Mais la transformation écologique ne pourra pas s’effectuer sur ces bases car elle suppose un recours massif à l’épargne. Il nous faudra donc une épargne longue pour financer les investissements productifs de l’avenir. Cette réorientation d’une épargne importante est possible. D’autres l’ont réalisée. Elle suppose vision et volonté…

Jacques de Larosière

Paris, le 28 septembre 2022

[1]Ce mot se réfère à l’importance croissante que revêt, depuis une cinquantaine d’années, la finance internationale – et donc l’endettement qu’elle comporte – dans le développement du cycle économique. Le cycle est devenu essentiellement financier.

 

[2] En 2021, un quart des obligations de la zone euro comportait des taux négatifs.

 

[3] De 1998 à 2018 notre industrie manufacturière est passée de 15 à 10% du PIB alors qu’en Allemagne le chiffre est resté à 24%. Entre 1975 et 2000, la France a perdu 2,5 Millions d’emplois dans l’industrie manufacturière alors que progressaient les effectifs du secteur public.

 

[4] Sous le Général de Gaulle, les dépenses publiques représentaient 35% du PIB au lieu de 54% aujourd’hui.

   		   	

Un commentaire sur « « En finir avec le règne de l’illusion financière » Jacques de Larosière »

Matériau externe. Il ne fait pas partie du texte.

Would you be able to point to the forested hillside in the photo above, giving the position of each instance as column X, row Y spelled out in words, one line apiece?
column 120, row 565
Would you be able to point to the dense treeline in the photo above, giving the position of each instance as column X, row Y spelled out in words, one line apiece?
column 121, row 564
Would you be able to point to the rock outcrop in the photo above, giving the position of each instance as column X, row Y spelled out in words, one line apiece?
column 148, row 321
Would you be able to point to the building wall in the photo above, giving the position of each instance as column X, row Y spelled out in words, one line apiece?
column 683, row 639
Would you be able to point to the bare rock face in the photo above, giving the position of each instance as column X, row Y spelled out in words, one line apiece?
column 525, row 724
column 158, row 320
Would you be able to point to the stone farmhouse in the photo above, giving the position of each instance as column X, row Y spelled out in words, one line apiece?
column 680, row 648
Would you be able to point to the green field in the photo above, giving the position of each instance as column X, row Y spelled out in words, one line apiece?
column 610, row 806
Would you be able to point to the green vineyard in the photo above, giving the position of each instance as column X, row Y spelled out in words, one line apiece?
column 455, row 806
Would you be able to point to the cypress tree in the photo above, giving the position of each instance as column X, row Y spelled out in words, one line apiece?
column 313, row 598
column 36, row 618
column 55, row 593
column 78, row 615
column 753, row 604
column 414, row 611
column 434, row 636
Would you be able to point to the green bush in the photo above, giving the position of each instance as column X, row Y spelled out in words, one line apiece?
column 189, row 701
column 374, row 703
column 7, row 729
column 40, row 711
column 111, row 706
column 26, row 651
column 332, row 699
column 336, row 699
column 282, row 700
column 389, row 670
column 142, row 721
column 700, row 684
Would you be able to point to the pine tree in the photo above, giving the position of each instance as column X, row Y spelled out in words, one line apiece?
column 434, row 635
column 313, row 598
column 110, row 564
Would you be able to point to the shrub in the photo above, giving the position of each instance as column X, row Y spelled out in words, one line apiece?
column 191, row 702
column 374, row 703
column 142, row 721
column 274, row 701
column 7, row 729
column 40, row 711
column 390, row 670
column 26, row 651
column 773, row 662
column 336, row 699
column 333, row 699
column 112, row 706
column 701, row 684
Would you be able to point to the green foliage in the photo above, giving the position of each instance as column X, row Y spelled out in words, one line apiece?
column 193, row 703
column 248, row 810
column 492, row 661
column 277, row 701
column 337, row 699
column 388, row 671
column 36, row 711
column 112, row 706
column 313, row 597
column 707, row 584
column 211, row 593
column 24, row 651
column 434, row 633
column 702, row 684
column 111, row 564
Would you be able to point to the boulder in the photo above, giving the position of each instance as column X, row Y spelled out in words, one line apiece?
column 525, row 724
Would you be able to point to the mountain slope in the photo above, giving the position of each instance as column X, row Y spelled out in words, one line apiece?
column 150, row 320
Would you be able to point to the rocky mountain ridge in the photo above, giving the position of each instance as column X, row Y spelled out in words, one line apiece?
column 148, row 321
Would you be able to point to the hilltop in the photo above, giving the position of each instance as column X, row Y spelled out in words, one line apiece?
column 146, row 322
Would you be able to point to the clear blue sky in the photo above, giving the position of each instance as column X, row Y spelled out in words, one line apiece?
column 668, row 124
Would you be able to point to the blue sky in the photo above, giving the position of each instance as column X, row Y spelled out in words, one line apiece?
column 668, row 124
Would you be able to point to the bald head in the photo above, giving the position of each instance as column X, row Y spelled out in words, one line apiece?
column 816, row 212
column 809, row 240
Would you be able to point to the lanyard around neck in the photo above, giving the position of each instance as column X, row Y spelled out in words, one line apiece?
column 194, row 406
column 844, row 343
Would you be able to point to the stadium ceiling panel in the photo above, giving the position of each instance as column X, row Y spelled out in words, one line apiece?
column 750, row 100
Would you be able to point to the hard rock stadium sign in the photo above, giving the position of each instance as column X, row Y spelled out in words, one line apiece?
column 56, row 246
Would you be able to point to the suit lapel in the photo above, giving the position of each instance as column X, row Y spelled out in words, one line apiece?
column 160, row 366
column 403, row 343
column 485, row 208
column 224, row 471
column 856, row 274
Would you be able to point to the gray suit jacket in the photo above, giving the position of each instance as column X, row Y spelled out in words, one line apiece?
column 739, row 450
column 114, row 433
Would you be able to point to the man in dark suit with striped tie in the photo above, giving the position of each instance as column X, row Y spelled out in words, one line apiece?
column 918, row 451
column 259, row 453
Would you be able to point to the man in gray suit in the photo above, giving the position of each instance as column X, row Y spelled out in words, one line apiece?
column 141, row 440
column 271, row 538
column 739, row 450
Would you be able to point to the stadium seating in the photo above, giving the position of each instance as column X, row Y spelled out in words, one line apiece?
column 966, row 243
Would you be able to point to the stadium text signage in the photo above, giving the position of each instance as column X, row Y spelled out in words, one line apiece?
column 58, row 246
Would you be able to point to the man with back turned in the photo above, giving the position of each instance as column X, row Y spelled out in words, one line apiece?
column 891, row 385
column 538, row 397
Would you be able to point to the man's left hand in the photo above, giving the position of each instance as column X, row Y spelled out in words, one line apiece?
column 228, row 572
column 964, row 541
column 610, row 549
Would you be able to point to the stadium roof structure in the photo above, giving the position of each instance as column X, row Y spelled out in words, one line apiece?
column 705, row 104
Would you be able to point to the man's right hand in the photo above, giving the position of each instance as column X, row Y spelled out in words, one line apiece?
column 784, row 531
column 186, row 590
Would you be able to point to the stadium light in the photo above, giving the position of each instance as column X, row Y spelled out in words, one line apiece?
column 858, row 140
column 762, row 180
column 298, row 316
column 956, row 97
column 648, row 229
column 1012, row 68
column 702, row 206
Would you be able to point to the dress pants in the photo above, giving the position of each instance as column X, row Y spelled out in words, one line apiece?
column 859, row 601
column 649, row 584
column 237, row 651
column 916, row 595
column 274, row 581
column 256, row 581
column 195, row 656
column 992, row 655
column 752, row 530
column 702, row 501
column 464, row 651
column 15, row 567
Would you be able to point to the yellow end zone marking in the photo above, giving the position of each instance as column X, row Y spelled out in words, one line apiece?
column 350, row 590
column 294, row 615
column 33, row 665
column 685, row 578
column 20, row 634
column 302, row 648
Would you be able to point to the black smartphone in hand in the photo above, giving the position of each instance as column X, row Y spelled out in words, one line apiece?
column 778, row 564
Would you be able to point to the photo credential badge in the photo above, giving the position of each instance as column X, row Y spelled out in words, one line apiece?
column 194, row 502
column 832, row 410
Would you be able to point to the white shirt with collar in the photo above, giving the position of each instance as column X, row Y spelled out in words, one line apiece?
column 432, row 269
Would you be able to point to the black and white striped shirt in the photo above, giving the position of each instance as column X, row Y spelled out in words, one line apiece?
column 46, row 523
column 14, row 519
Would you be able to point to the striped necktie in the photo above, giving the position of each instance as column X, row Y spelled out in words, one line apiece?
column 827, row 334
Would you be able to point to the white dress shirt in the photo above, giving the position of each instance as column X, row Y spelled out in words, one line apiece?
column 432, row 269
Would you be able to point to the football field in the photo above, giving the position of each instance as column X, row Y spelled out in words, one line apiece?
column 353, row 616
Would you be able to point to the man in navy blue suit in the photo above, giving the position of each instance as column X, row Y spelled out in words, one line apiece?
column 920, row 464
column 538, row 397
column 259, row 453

  • Excellent article, bien documenté ; une seule petite faiblesse (à mon sens) : l’auteur se focalise au sujet des retraites sur un âge (ici, 65 ans) : il se met donc dans une optique stricte de répartition (système actuel).
    Deux observations donc :
    – la durée de cotisations entraîne mécaniquement un allongement du départ en retraite (act : 42/63.5 pr 62 légaux et minimum) ; un allongement progressif (x : 43 en 2030, et 44 en 2040 ; voire 45 en 2050 ? Il faudra d’abord tirer des bilans) ; il convient de laisser (à mon sens) l’équilibre actuel (62/42) avec activation progressive de la surcote (ex : 1.5 % par TRIM manquant à 64 ans, 1% à 66 et 1.5% plafonnés à/c de 68, voire 2% à/c de 70 ?) > on incite au lieu de contraindre. Libre à chacun de partir plus tôt, avec une décote (modérée ; ex : 1%).
    – il n’évoque pas et c’est étonnant, un système « mixte » : 80% répartition et 20% capitalisation ; une partie des cotisations employeurs -qui doivent baisser en volume, par contraction des dépenses publiques et retour à 30/35% du PIB en effet) sont versées aux salariés (les salaires augmentent), qui reverse ensuite tout ou partie (60% mini ou 80 % ?), à la CDC ou à un fonds d’État « verrouillé » et sûr. Rémunération ? 3 à 5 % l’an à calculer et à proposer (4% semblent bien, mais ? C’est à calculer, « honnêtement » avec les partenaires sociaux…).

    Voilà ; merci pour ces réflexions et analyses sur la très dangereuse « financiarisation » actuelle et ce capitalisme financiarisé et débridé, qui a perdu la tête »…Il convient de revenir à la réalité et un État souverain dans ses décisions monétaires, budgétaires et financières, me semble-t-il.
    Faire de la politique, en somme et rétablir l’équilibre et la bonne santé des finances publiques, règle de base oubliée par les gouvernants amateurs.